This paper describes initial results from a broadscale study to assess decadal climate hindcast skills of the HadCM3, GFDL-CM2.1, NCAR-CCSM4, and MIROC5 global Earth System Models (ESMs) in experiments conducted under the Coupled Model Intercomparison Project 5. Analyses of decadal hindcast and simulation experiments using historical aerosol optical depths show statistically significant decadal predictability skill of global average and tropical sea surface temperature (SST) anomalies during 1961–2010. The skill, however, varies by averaging region and decade. It was also found that volcanic eruptions influence SSTs and are one of the sources of decadal SST hindcast skill. In the actual climate system, however, volcanic eruptions themselves are not predictable, and therefore, their effects on the climate system can only be predicted after eruptions. In the four ESMs utilized in this study, decadal hindcast skills of SST anomalies over ocean basin size averaging regions generally improve due to model initialization with observed data.
 Skillful decadal climate predictions can greatly benefit planning in many societal sectors, such as agriculture, reservoir operations, forest fires, municipal water supply and drainage systems, fisheries and wildlife hatcheries, hydroelectricity generation, thermal and nuclear power plant operations, river- and reservoir-based recreation industry, transportation, and state and national government decisions [Mehta et al., 2013]. Prospects for decadal climate prediction depend on prospects for obtaining skillful predictions/projections of interannual variability such as El Niño–Southern Oscillation (ENSO), natural decadal climate variability (DCV), climate system responses to variations in solar particulate and radiative emissions and volcanic eruptions, and responses to human-induced changes in land use-cover and atmospheric constituents. There have been three decadal hindcast (retrospective forecast) studies with Earth System Models (ESMs) [Smith et al., 2007; Keenlyside et al., 2008; Pohlmann et al., 2009]. In these studies, ESMs were initialized from observed data, as in seasonal climate forecasting, and natural and anthropogenic changes in aerosol optical depth (AOD) were prescribed from observations-based estimates (or scenarios) as in climate change experiments. These initial hindcast studies demonstrated enhanced skill from initialization on a global scale [Smith et al., 2007] and over the North Atlantic [Keenlyside et al., 2008; Pohlmann et al., 2009].
 Following these initial decadal climate predictability studies, the World Climate Research Program organized the Coupled Model Intercomparison Project 5 (CMIP5) to assess the ability of the current generation of ESMs used in climate and impacts assessments by the Intergovernmental Panel on Climate Change to simulate and hindcast decadal climate. Two sets of core decadal prediction experiments are being conducted under CMIP5 [Meehl et al., 2009]. The first set is a series of 10 year hindcasts starting approximately in 1970, 1990, and 2000. The second is a series of 30 year hindcasts starting in 1960, 1980, and 2005, the last a combined hindcast-forecast. In both sets, AODs (including those due to volcanic eruptions) and solar radiation are prescribed from past observations. Each experiment has a minimum ensemble size of three members. These experiments are somewhat idealistic and exploratory, especially in view of the well-known difficulty of predicting volcanic eruptions well in advance.

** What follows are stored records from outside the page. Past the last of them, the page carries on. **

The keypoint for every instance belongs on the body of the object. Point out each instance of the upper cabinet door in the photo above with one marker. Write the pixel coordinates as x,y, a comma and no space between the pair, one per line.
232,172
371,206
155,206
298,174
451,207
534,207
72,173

 The results reported here are a part of a broadscale study to assess simulation and decadal hindcast skills of some of the ESMs participating in CMIP5. The following questions are addressed in this paper: Is there any significant decadal hindcast skill of global and regional average sea surface temperature (SST) anomalies? If yes, what are the relative roles of initial (model integrations starting from observed data at a specific time) and boundary (prescribed atmospheric constituents and solar radiation) conditions in hindcast skill? Do changes in AOD due to volcanic eruptions influence decadal SST predictability? If yes, can the role of this influence be quantified in terms of changes in prediction skill? Skills of these ESMs to simulate and hindcast DCV phenomena such as the Pacific Decadal Oscillation, the tropical Atlantic SST gradient variability, the ENSO variability, and tropical warm pools' variability will be described elsewhere.
2 CMIP5 and Observed Data Sets
 We used SST and AOD data from the U.K. Meteorological Office Hadley Centre HadCM3 model, the U.S. Geophysical Fluid Dynamics Laboratory (GFDL) CM2.1 model, the U.S. National Center for Atmospheric Research (NCAR) CCSM4 model, and the Model for Interdisciplinary Research on Climate 5 (MIROC5) from Japan. Table 1 summarizes some major attributes of these models and the CMIP5 experiments carried out with them. In the CMIP5 hindcast experiments, the GFDL CM2.1 used a fully coupled initialization scheme [Zhang et al., 2007], the MIROC5 used an ocean-only initialization scheme [Tatebe et al., 2012], the NCAR-CCSM4 used ocean and sea ice initial conditions from a historical forced experiment [Yeager et al., 2012], and the HadCM3 was initialized by relaxation to analyzed ocean and atmosphere observations [Smith et al., 2007]. In all CMIP5 experiments, Northern Hemisphere and Southern Hemisphere time series of AOD, based on observations (Ammann et al.  in the NCAR ESM and Sato et al.  and Hansen et al.  in the other three ESMs), were specified. These data sets provide zonal average, vertically resolved AOD for visible wavelengths and column average effective radii of aerosols [Stenchikov et al., 2006].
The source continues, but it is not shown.